Se non avete appuntamenti di lavoro… godetevi una bella bagna caoda

bagnacauda049Salsa a base di aglio e acciughe nella quale intingere le verdure, la bagna caoda (da pronunciare “cauda”) è forse la pietanza conviviale piemontese per eccellenza, da consumare in allegra e ampia compagnia. Se le verdure sono abbondanti e magari ci si concede un dolce alla fine, può tranquillamente costituire un pasto completo. Certo è una salsa robusta per stomaci forti, per chi non disdegna il salato dell’acciuga e l’afrore dell’aglio (anche se oggi se ne preparano sempre più spesso versioni ingentilite), per chi non ha poi appuntamento col partner o riunioni di lavoro. La sua origine è antica e la paternità è contesa fra Langhe e Monferrato: di certo la bagna caoda è nata secoli fa lungo la Strada del Sale, battuta da acciugai e mercanti d’olio, che dalla Liguria giungeva fino in Val Maira. Un esempio di come la cucina, le ricette più importanti siano frutto dello scambio: un piatto simbolo di una regione che non ha due dei tre ingredienti principali, l’acciuga e l’olio. Fondamentale per la riuscita del piatto è, poi, la scelta delle verdure da accompagnare a questo intingolo. In questo periodo troverete sicuramente cardi (la verdura principale), cavoli e topinambur (che vanno bene crudi), cavolfiori, patate e carote da lessare con moderazione (devono comunque rimanere croccanti), e ancora cipolle e barbabietole da cuocere in forno, quindi gli irrinunciabili peperoni: non essendo in stagione, vanno benissimo quelli conservati sotto le raspe. Una volta pronta, la bagna caoda è servita negli appositi fojòt (fornellini di coccio) che hanno una piccola caldaietta nella parte inferiore, o nel più tradizionale dianèt, il grande recipiente comunitario, sempre di coccio, che va periodicamente scaldato durante il pasto. È un classico, infine, terminate le verdure, raccogliere lo spesso della bagna, ovvero quel che ne resta, strapazzandovi dentro un uovo.

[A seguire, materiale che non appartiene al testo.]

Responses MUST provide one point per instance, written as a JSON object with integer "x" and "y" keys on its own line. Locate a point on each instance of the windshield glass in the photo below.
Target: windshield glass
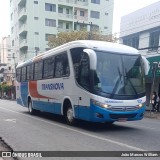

La versione della bagna caoda proposta dalla Vineria della Signora in Rosso di Nizza Monferrato (At), presente da tempo nella guida Osterie d’Italia di Slow Food Editore, è piuttosto classica. Procuratevi 600 grammi di acciughe mature e carnose che siano state appena tolte dal sale: pulitele, diliscatele ma non lavatele. Spellate accuratamente sei spicchi di aglio e privateli del germoglio interno per renderli più digeribili. In un tegame di coccio fate cuocere molto lentamente e a fuoco moderato l’aglio in mezzo litro di latte, senza mai farlo bollire. Eliminate il latte e, con l’aiuto di una forchetta, pestate l’aglio, ottenendo una crema bianca densa e omogenea. Aggiungete sei bicchieri di olio extravergine di oliva e le acciughe spezzettate. Fate cuocere l’intingolo a fuoco molto basso fino a quando le acciughe non si saranno completamente sciolte e amalgamate con l’aglio, dando vita a una crema marrone. A questo punto la bagna caoda è pronta per accompagnare le verdure, che avrete pulito, lavato e tagliato in vario modo.